В сознании замелькали какие-то не очень знакомые сейчас события и лица, и все они сопровождались чувством несправедливой обиды. Была ещё какая-то история с паспортами. Внуки получили «синие» паспорта гражданина Эстонии, а у нас были «серые» паспорта иностранцев. Вскоре сын с и детьми и женой стал перебираться в Ростов. Это я помню хорошо. И я должна уехать вместе с ними.
Женщина сделала третий шаг и оказалась совсем рядом с дверью. Теперь главное – не упасть. Ещё один шаг и она сможет ухватиться за дверную ручку: и стоять будет легче и открыть дверь сможет или постучать в неё.
Что дальше? Получается, что в Таллине остались только взрослые внуки? И кто-то из них уже переехал в Финляндию.
Но что было со мной? Я сейчас в России?
И вдруг из каких-то глубин сознания, из какого-то уголка памяти выплыла убивающая своей уверенностью и определённостью мысль: «А я заболела и потеряла память. И сейчас нахожусь в психушке». Вот оно как! Вот где я очутилась! Но когда это случилось, не помню. Где я нахожусь: в Рязани или Пензе?»
На этот вопрос она не могла ответить.

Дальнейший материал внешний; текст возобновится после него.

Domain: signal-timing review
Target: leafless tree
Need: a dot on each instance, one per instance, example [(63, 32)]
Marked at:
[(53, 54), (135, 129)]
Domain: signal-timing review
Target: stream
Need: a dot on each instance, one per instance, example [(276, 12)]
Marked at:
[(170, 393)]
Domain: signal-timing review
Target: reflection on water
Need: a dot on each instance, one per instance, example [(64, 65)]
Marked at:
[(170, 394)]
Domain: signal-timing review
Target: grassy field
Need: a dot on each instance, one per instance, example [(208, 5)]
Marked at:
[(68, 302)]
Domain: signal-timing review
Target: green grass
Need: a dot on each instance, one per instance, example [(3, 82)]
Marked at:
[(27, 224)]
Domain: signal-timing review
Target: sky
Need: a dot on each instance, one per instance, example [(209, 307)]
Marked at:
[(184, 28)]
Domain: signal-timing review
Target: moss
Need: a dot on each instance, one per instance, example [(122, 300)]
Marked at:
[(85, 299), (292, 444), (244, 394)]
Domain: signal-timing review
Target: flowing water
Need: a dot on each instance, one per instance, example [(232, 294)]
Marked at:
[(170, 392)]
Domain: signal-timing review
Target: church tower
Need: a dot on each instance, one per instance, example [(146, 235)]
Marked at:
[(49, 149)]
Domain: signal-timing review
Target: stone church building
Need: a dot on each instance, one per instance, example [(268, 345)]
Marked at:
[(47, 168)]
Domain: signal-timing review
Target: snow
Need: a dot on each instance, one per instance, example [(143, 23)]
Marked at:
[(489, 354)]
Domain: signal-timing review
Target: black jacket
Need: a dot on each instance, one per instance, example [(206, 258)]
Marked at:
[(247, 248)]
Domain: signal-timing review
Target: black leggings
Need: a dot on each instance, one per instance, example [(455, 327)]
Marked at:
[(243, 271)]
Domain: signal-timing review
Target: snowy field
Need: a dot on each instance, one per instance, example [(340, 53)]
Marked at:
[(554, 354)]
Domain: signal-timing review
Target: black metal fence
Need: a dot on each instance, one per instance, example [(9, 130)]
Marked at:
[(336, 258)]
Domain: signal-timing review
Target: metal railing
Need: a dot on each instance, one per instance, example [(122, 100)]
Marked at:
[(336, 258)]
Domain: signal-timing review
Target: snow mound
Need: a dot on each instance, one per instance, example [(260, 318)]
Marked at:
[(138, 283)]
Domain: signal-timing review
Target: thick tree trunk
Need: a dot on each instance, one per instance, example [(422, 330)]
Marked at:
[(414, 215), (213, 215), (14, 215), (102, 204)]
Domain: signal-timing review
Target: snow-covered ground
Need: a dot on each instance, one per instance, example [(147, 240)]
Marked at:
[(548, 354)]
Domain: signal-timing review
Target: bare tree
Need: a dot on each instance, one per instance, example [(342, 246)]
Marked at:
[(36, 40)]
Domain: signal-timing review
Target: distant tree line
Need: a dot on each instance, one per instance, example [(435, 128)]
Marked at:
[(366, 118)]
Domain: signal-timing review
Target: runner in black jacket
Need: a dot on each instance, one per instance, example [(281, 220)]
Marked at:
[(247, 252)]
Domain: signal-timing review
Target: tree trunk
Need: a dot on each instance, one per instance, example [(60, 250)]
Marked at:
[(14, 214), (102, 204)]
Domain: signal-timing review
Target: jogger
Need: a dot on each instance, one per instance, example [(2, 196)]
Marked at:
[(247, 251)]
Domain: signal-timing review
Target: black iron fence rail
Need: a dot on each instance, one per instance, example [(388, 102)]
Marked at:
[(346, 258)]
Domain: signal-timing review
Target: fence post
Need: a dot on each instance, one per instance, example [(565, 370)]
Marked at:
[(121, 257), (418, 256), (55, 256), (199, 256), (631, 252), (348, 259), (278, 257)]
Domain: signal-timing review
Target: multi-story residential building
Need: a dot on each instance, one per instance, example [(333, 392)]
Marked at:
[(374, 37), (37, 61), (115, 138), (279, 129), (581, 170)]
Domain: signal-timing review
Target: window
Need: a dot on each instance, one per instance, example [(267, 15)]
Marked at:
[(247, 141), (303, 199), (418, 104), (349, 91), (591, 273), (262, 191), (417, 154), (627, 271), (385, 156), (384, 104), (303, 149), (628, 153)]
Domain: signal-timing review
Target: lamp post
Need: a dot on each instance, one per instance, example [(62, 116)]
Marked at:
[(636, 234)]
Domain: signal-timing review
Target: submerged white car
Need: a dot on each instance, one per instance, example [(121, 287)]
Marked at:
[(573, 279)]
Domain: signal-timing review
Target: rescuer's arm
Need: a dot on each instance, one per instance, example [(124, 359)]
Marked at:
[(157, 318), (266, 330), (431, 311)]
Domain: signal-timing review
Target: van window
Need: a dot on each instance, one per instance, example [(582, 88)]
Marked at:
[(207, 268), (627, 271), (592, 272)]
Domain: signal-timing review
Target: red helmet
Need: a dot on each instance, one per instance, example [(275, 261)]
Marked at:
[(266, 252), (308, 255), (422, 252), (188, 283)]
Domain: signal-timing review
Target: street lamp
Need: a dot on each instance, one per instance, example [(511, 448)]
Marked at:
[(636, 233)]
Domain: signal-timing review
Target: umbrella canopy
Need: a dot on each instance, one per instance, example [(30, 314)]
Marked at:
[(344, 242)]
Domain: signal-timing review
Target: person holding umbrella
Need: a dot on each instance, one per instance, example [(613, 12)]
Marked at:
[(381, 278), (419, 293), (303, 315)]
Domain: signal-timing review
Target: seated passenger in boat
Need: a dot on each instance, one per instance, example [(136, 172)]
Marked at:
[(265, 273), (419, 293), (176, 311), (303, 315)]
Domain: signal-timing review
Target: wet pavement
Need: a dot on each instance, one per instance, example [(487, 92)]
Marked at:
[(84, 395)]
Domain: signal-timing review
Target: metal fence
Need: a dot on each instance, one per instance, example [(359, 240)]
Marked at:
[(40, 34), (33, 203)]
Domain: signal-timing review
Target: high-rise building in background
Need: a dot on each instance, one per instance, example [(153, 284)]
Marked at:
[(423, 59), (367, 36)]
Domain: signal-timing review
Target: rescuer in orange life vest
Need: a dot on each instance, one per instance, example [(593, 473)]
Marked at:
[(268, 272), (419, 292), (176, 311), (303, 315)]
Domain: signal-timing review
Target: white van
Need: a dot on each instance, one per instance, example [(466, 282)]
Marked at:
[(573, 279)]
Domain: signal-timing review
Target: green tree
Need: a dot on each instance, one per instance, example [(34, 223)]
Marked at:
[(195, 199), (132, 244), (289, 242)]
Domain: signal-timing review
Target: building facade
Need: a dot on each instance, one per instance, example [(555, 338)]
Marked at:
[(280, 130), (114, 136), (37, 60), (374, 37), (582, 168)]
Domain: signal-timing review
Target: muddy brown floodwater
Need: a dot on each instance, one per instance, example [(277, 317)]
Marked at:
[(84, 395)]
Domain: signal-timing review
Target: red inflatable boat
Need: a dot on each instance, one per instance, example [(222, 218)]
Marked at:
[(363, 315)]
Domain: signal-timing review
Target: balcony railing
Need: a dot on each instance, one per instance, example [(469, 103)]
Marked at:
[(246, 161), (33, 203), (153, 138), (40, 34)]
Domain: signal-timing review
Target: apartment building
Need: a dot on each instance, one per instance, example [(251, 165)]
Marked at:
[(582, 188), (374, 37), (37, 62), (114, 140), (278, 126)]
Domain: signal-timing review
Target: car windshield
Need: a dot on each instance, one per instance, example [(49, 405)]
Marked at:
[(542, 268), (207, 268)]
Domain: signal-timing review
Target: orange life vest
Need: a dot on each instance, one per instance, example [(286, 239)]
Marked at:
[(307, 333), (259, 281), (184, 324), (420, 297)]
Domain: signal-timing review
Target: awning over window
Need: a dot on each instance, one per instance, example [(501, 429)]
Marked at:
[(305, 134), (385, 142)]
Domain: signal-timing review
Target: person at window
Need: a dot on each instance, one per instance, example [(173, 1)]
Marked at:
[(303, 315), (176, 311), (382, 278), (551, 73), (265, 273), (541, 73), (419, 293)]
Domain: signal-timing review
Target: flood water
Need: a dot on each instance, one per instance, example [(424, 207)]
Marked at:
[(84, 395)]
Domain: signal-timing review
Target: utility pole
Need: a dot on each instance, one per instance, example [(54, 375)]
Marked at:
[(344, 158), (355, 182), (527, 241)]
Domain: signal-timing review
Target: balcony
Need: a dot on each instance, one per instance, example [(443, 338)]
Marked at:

Неожиданное открытие придавливало её своей обречённостью и несправедливостью. Она потеряла память!
Но вот сейчас же у неё хорошо работает память и соображает голова! Вот только слабость сильная... Возникшая мысль о психбольнице остановила движение её памяти. Но оставалось что-то ещё, что необходимо было вспомнить. Женщина почему-то была абсолютно уверенна в том, что всё вспомнит до самого конца. Она сделала последний, четвёртый шаг и ухватилась за ручку двери.
И вспомнила. Словно угасающая спичка её сознание вспыхнуло и осветило самые последние годы.
Женщина попыталась открыть дверь, но не смогла. Она несколько раз слабо ударила рукой в дверь. Последние силы покидали её. Колени дрожали всё сильнее и уже подгибались, не выдерживая тяжесть даже тщедушного тела. Лицо покрылось потом. Она из последних сил держалась за дверную ручку, чтобы не упасть.
«Надо позвать их. Надо сказать, что я здорова, что я всё вспомнила. Пусть позвонят сыну или дочери».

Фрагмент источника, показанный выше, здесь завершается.